Author: Rosy Thornton
Genre: Contemporary Fiction
Release Date: July 8, 2010
Publisher: Headline Review
Source: Copy provided by the author for review
Unfortunately, I've never had the pleasure of traveling to France. Of course the city girl in me would love to see Paris, but I think I'd immensely enjoy renting a car and traveling throughout the French countryside, stopping in little hamlets, and really just revelling in nature's beauty. It may be a while until I'm able to go on such a trip, so at least I have novels like The Tapestry of Love in which to immerse myself.
After raising two children and going through a divorce years ago, Catherine Parkstone sets off to make a new start away from her life in England. With dreams of starting her own business as a seamstress and needlewoman filling her thoughts, she purchases Les Fenils, a small farm in the southeast of France. Catherine must quickly learn to adapt to her new surroundings - both the land and her neighbors. The Tapestry of Love is a very character-driven novel, and ultimately, a portrait of an outsider trying to find her place within such a tight-knit community, while coming to terms with the life she left behind.
Rosy Thornton does an excellent job creating a strong sense of place within the Cévennes mountains. She lavishly paints the scenery with her words, and manages to capture the wild beauty of a rural pastoral village and its people. I often felt as if I were sitting on the terrace of Les Fenils enjoying the awesome quietude.
It was preternaturally silent, and the silence lent depth to the conviction of emptiness. She knew there was life there before her, invisible among the trees and on the far distant slopes: houses and farms, animals being fed and fires stoked, women peeling vegetables for supper, yet it seemed almost impossible that it should be so, as unreal as staring at the night sky and imagining life in other galaxies.As someone who has very rarely experienced the absolute solitude found in such rural settings, I found these lines embodied my feelings of disbelief that such a place can truly exist, even though I know it does. I think everyone wishes they could escape to a place without the constant interruptions from technology, although most could not give up such access permanently like Catherine did. I found her initial difficulty adjusting to a place that had spotty electricity and no telephone or Internet access very realistic.

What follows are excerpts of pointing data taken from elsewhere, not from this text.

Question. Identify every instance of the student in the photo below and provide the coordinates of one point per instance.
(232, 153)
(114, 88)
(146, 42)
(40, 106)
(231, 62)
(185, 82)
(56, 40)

Overall, the characters are what helped the story succeed. Most were complex with a depth to them that was slowly revealed over the course of the novel, instead of being quickly described with long bouts of expository writing. Catherine is one of the stronger, well-rounded female protagonists I've read recently. She's not the typical damsel in distress, and is very multifaceted. Along with being extremely brave for completely uprooting herself, she is very honest, caring, and hardworking. She quickly rises to the challenge of establishing herself in the small community without being forceful or obnoxious.
Everyone should plant things and watch them grow. It is an impulse as old as man. To plough our furrow, to till our patch of earth, however small it may be - to form a connection with the place that is ours.
This isn't a page turner, and not a book to be rushed, but should be savored and really appreciated. The Tapestry of Love is very much a tale of everyday life, the hardships and excitements of fellow man. I appreciated the fact that this book was not heavy on the drama. There was a romance element that unfolded, but it by no means took center stage. This heartwarming tale also allowed me to glean bits of information about unknown areas, such as creating tapestries and keeping bees, which I really enjoyed. While it did take me a few chapters to become used to the British vernacular, once I did I was quickly immersed in the story and transported to a wonderful rural idyll.
I want to sincerely thank the author for sending me this book to review, as I was pleasantly surprised at how much I enjoyed reading it. I had never heard of Rosy Thornton before reading The Tapestry of Love, but now I look forward to researching her other works.